方法は簡単。メモ帳でもなんでもいいので文字入力画面を開き、スペース(空白)を1文字打ってそれを[コピー]するだけ。これでクリップボードに空白が保存され、実質的に削除ができます。
文字入力画面を開いて空白(スペース)を打ったら、カーソルを長押し、表示されたメニューの中から[すべてを選択]をタップします。
あとは[コピー]をタップすれば完了。クリップボードに空白が上書きされるため、実質的な削除ができます。
【iOS】『Clearboard』を起動して削除する
iOSであれば、アプリ『Clearboard』を起動するだけでクリップボードのデータを完全に削除できます。
試しにクリップボードに「アプリヴ」のテキストがある状態で説明します。
『Clearboard』を起動すると、自動でカウントダウンが始まります。
カウントがゼロになると「The Clipboard is Clear!」と表示され、クリップボードの情報が削除されます。
試しにこの状態で[ペースト]しても、何も入力されません。
【Android】スマホを再起動する(一部機種を除く)
AndroidではGalaxy S9(SC-02K)などの一部機種を除いて、スマホの端末を再起動するとクリップボードのデータが削除されます。スマホの起動を待つ必要はあるものの、方法は非常に簡単です。

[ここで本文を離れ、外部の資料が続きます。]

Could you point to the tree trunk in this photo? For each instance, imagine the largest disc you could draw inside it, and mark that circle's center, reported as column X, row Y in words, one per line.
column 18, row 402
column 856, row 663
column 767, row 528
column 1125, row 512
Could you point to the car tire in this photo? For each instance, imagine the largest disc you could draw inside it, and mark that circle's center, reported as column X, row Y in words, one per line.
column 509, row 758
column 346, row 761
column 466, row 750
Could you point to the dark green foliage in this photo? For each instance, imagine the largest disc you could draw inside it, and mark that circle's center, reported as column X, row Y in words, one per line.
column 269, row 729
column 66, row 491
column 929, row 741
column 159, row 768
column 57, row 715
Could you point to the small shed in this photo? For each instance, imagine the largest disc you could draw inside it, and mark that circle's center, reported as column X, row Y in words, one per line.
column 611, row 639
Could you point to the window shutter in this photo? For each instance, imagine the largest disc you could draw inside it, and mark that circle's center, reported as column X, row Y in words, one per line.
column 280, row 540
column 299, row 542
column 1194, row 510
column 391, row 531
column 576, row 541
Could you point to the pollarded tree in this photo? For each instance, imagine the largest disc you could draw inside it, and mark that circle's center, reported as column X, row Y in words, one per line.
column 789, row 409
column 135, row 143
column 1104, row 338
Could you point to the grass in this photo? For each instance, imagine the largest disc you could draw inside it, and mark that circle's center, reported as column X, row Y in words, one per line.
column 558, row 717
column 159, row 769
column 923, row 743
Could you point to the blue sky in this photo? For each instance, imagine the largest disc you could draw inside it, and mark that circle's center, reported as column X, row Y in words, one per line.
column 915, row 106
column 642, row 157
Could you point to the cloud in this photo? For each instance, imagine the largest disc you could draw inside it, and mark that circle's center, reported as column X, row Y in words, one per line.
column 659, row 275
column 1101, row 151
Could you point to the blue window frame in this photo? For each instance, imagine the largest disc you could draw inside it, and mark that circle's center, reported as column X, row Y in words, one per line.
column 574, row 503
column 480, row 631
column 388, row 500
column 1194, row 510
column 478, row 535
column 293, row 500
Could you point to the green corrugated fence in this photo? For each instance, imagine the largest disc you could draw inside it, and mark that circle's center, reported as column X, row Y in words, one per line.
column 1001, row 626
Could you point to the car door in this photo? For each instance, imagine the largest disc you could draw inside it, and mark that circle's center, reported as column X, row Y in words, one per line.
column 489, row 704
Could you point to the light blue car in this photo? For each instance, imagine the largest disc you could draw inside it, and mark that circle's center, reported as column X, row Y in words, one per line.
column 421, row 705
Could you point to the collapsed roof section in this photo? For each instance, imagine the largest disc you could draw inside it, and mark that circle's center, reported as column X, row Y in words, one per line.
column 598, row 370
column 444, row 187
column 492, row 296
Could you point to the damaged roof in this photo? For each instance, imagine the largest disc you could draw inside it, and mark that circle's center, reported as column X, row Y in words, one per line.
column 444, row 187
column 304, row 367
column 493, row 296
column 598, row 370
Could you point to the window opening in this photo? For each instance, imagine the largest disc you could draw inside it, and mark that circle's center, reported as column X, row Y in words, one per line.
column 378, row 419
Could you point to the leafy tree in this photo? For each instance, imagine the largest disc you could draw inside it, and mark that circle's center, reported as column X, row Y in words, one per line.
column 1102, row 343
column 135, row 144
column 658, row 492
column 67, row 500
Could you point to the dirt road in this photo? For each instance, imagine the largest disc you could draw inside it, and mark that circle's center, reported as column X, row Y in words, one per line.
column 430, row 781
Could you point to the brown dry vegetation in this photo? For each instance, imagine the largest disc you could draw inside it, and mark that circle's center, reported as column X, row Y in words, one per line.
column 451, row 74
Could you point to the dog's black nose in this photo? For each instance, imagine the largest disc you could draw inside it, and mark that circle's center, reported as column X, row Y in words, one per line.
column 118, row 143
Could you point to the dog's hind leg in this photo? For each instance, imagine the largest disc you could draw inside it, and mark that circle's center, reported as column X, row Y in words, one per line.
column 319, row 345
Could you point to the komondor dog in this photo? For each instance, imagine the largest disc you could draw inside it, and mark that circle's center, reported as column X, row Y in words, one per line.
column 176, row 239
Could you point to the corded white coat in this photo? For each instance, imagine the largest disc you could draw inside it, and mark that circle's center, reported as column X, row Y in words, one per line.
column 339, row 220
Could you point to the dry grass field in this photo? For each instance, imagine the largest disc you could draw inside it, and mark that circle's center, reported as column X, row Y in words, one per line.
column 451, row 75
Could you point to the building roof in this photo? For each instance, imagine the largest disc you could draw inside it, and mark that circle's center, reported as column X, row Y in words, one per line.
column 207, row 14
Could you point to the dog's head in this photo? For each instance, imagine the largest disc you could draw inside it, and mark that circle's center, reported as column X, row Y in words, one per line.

ここではGoogle Pixel 3を使って、クリップボードに「Appliv」というテキストがある状態で説明します。
スマホの電源ボタンを長押しして表示されたメニューの中から、[再起動]をタップ。これだけでクリップボードのデータが削除されます。
試しに文字入力画面でカーソルを長押ししても、クリップボードには何も保存されていないため[貼り付け]が表示されません。
意外に知らないクリップボード事情。使いこなすと文字入力が快適に
コピー&ペーストに使うクリップボードですが、保存されたテキストや履歴の確認、定型文の登録方法など知らない事も意外に多いのでは?
特に履歴や定型文を使いこなせれば、コピー&ペーストの手間が大幅に減るため便利。クリップボードひとつで文字入力がよりスムーズになるので、ぜひ使いこなしましょう。